Barbecue, for me, is all about the pulled pork. To be more specific, it’s all about the pulled pork at Dinosaur Barbecue (read more about that obsession here), and I’ve been on a quest to find a comparable barbecue joint ever since moving to Boston (suggestions welcome). I haven’t found one yet, so when I recently bought a slow cooker, I knew pulled pork was first on the list.
I’m not one for excess kitchen appliances and tools; I recently sold my juicer, threw out my coffee machine and got rid of my pancake batter dispenser (yes, we had one of those). But a slow cooker has been on my wish list forever and when I saw a brand new one for $5.99 at Goodwill down the street, I bought it and immediately set out to find pastured pork shoulder.
The spice rub recipe below is my attempt to recreate a legendary spice rub that Josh’s friend perfected before he passed away. In our spice cabinet we have a bag of the original stuff, hesitant to ever use it. While my version is not an exact replica, it comes pretty damn close – and pretty damn close is pretty damn good.
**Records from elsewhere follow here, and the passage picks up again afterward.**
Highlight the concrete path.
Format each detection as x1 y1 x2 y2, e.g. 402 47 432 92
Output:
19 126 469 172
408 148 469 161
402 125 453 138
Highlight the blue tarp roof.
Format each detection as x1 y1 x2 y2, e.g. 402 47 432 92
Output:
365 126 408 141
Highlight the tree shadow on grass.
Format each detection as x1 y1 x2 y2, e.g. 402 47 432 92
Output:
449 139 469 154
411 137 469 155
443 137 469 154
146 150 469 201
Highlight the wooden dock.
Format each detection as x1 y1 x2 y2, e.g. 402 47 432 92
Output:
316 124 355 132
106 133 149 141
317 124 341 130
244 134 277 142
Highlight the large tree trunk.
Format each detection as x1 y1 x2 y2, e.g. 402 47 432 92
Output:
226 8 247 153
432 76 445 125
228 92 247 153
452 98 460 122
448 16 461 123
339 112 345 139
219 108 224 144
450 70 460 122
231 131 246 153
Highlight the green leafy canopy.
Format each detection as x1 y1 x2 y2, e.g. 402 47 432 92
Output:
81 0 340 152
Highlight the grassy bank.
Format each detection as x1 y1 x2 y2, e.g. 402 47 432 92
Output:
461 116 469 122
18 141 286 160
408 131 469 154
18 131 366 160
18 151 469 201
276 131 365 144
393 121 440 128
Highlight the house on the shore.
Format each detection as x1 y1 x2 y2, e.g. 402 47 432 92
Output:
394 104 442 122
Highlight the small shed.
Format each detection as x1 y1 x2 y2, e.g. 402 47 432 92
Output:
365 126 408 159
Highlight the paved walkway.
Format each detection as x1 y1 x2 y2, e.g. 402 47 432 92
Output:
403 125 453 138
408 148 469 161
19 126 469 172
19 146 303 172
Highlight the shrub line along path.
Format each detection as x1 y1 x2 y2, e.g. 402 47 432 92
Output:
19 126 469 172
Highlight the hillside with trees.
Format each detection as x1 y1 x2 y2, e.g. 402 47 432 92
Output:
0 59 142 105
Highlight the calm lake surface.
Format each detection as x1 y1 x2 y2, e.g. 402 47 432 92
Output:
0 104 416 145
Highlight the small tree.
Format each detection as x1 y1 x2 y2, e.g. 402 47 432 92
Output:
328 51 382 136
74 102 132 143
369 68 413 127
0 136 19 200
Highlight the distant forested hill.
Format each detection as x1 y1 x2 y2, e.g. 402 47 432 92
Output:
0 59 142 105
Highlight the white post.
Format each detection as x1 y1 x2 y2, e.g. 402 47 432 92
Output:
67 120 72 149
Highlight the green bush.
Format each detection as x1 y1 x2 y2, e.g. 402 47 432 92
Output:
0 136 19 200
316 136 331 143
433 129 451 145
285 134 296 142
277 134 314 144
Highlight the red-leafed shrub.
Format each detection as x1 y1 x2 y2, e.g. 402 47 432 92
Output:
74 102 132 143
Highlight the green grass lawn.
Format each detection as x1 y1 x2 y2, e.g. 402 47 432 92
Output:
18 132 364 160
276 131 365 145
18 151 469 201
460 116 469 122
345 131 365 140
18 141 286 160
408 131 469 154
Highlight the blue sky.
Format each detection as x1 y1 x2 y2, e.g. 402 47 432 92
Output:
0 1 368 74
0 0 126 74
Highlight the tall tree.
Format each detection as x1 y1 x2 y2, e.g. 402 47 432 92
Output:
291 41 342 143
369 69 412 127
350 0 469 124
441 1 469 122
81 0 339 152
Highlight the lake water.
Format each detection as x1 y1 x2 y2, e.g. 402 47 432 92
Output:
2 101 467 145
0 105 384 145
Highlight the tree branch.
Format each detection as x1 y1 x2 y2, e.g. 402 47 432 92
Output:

Enjoy with our Dinosaur Barbecue inspired vegan, gluten-free cornbread.
Be sure to check out our reasons for buying high quality meat here.
- 1 tablespoon dark brown sugar (or coconut sugar for paleo)
- 1 tablespoon paprika
- 1 teaspoon chili powder
- ½ teaspoon cumin
- 1 teaspoon salt
- 1 teaspoon pepper
- 2 lbs pastured pork shoulder (boneless or bone-in)
- 1 tablespoon olive oil
- 1 small onion, sliced
- 2 garlic cloves, sliced
- 1½ cups of stock (beef, chicken or vegetable)
- 1 tablespoon natural liquid smoke (optional)
- 1 cup barbecue sauce (optional)
- Mix sugar, paprika, chili powder, cumin, salt and pepper in a small bowl.
- Pat dry the pork, remove butcher strings and trim any excess fat.
- Rub pork on all sides with spice mixture until well covered.
- Heat olive oil in a pan over medium high heat.
- Sear pork in olive oil, about 2-3 minutes per side or until a dark, rich crust is formed.
- Remove pork from pan and place in crock pot.
- Add stock, onion and garlic to the pan, scraping up any brown bits from the pork, and allow to simmer for about 5 minutes.
- Add stock, onion and garlic mixture to pork in slow cooker and cook on high 6-8 hours or low 8-10 hours.
- Remove pork from liquid and place on cutting board, discarding the bone if necessary.
- Strain the onion and garlic solids from the liquid and return solids to slow cooker; set liquid aside.
- Using two forks, shred the pork into small pieces, discarding large pieces of fat, and return to slow cooker with the onion and garlic solids.
- If using barbecue sauce, add it ¼ cup at a time to your liking. If not using barbecue sauce, add reserved cooking liquid ¼ cup at a time until pork is just moistened.